At the advent of the Anthropocene, life is being pushed to its limits the world over; we are currently living through the Sixth Mass Extinction to occur since multicellular life first emerged on the planet 570 million years ago. Evolutionary biologist E.O. Wilson sums up this push in the opening gambit of his book The Future of Life: “the race is now on between the techno-scientific forces that are destroying the living environment and those that can be harnessed to save it”. Contra Wilson, this paper addresses the paradox arising from proposals to harness “techno-scientific forces … to save” the “living environment” while other forces continue to destroy it. By framing human-inflected evolution in an age of human-induced extinction, this article asks what could or should conservation become, if ‘conserving’ imperiled species might now require genetic interventions of the synthetic kind.

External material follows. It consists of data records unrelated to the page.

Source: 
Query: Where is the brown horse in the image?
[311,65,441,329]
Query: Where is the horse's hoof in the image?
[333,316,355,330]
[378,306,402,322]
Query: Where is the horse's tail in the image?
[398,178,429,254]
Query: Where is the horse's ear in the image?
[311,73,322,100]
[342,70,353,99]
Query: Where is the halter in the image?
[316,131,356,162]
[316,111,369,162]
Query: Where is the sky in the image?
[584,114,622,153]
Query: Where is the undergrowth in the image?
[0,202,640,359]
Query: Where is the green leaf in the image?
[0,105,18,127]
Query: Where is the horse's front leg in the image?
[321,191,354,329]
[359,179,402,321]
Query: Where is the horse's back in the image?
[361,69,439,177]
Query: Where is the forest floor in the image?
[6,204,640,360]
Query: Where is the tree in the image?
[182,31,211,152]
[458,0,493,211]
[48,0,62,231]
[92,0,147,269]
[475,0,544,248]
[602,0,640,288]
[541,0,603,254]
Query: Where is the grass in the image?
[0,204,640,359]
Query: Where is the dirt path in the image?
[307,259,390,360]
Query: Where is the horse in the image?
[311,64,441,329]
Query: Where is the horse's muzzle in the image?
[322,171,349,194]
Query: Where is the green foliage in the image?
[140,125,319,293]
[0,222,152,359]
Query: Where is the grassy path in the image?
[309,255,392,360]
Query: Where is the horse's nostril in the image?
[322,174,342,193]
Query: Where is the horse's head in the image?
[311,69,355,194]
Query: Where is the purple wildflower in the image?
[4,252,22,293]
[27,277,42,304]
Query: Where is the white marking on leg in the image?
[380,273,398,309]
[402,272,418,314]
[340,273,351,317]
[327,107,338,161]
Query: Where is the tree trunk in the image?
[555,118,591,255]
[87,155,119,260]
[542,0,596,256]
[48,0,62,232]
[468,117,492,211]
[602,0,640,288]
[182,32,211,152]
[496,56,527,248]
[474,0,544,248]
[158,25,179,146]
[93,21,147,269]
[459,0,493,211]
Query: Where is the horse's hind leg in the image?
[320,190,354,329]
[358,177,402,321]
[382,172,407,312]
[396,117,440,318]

Drawing upon recent key markers of “the race”, this paper presents a notional conservation for the Anthropocene—namely, that such a conservation proposes active intervention not only into ecosystems but into evolution itself. And yet, such interventions can only be considered in the context of the planetary scale that is the Anthropocene-writ-large, as per the desertification of the Amazon or the collapse of Antarctic ice sheets, the spatial scale of the microbial world, and on the temporal scale of evolution. Viewed within such a context, this paper presents technoscientific conservation as paradoxically being both vital and futile, as well as timely and too late.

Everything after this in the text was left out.